Last Friday I wrote a commentary piece on the “Iowa Independent” about GOP Hawk hypocrisy. At the end of my commentary, I questioned Romney’s call for a “surge of support,” while his strapping sons drive around Iowa in a 30-foot Winnebago raising more money for his campaign – not the troops.
Yesterday in Bettendorf, Rachel Griffiths, a member of the Quad City Progressive Action for the Common Good, as well as the sister of an Army major who had served in Iraq, asked Mitt about this during an “Ask Mitt Anything”:
Griffith’s question and Mitt’s justification of his son’s call to his duty have taken off in the national media. "One of the ways my sons are showing support for our nation is helping me get elected because they think I'd be a great president."
Here’s the original commentary, “Wanted: GOP Hawks to Sacrifice Themselves for War,” posted on the “Iowa Independent”:
(Commentary) I honestly believe that I was born with irony and hypocrisy radar chips embedded in my cerebral cortex. And nothing sets the radar off more than a civilian hawk, especially one who vehemently calls for war yet is unwilling to donate, sacrifice, or spill his own blood or that of his loved ones in support of the cause.
My first face-to-face encounter with a hypocritical hawk took place in Jan. 1991 at the onset of the first Gulf War. I was a full-time student at the University of Iowa at the time, and I was also in the Army’s IRR ( Inactive Ready Reserves), meaning I could get called back into active duty should Bush Sr. decide my services were needed. I had already completed my active duty service, but as is the case with every soldier who enlists, I had to finish fulfilling my eight-year contract with Uncle Sam. I was feeling conflicted about the notion of having to leave school and return to the Army. I felt as if my life was moving forward and the military chapter of my life had closed behind me.

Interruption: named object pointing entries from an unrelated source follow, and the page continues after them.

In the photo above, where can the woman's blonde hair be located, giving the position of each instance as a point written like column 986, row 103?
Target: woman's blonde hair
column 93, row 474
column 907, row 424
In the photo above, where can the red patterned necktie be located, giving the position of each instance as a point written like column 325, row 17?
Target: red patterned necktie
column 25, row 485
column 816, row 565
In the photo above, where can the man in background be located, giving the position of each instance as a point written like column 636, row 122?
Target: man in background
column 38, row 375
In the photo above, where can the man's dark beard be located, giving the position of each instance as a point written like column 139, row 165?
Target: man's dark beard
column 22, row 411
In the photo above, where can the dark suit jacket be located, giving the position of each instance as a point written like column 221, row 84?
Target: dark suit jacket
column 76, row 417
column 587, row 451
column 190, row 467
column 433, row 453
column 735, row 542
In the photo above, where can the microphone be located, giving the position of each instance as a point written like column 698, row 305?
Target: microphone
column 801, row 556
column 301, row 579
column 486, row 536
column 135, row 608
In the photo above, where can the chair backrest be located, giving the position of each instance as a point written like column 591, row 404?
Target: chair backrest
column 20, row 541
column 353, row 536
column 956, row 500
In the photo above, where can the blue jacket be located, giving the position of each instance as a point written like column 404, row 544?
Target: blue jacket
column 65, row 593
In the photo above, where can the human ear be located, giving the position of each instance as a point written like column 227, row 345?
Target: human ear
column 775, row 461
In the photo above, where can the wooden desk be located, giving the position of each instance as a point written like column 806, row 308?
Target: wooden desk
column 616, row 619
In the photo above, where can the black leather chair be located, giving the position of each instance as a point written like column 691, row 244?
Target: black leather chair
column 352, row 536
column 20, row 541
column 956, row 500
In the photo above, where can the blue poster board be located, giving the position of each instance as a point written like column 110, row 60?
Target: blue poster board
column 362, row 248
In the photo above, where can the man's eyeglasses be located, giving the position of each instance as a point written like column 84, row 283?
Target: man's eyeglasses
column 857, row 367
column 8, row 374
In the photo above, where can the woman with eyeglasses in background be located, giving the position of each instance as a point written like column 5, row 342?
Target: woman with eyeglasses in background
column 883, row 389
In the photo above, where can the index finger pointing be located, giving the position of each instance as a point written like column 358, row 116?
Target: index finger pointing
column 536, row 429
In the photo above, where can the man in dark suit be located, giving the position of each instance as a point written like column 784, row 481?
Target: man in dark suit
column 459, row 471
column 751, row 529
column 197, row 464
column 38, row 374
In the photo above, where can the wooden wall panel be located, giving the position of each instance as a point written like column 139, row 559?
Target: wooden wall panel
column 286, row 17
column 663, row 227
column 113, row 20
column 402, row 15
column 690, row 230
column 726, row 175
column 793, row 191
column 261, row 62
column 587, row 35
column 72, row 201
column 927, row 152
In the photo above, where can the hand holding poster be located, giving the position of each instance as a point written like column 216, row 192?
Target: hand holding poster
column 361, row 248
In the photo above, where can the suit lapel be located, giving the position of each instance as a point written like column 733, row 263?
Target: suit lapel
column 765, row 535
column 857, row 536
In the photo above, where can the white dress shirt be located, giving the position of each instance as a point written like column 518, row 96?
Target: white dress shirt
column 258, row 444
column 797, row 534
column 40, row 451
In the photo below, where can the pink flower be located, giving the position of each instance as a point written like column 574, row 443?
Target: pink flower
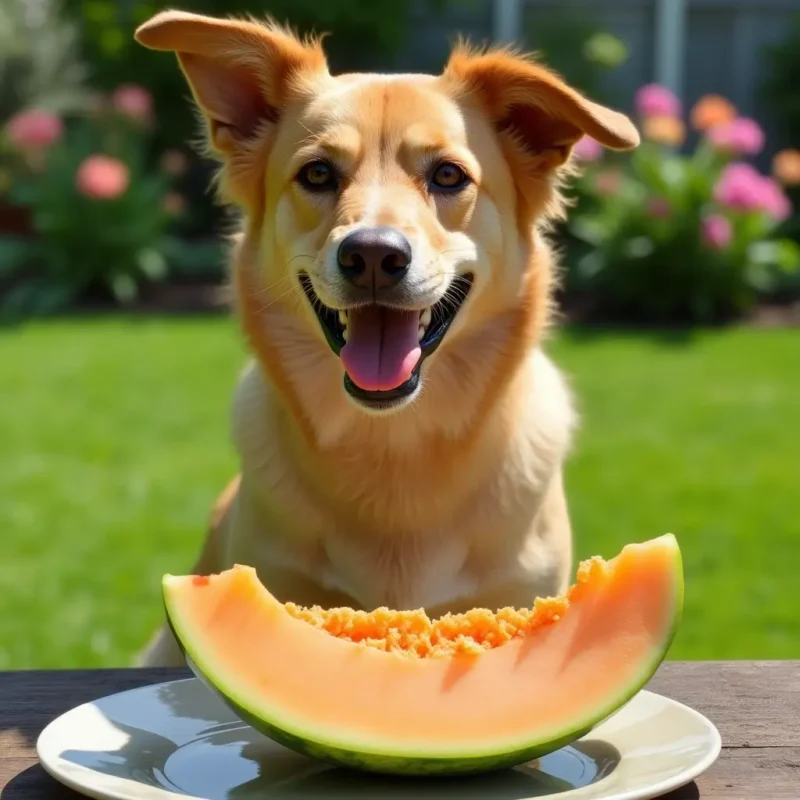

One snow-covered January day before the spring semester had begun, I was on my way to the University of Iowa book store when I heard shouting at the UI Pentacrest. A group of protestors had gathered to protest President Bush’s Jan. 15 midnight ultimatum and subsequent bombing of Saddam’s troops in Kuwait. Ironically, the shouts weren’t coming from the sign-wielding protestors, but rather, a group of counter protestors. Not only were the counter protestors yelling obscenities, but they were also throwing snowballs at the protestors.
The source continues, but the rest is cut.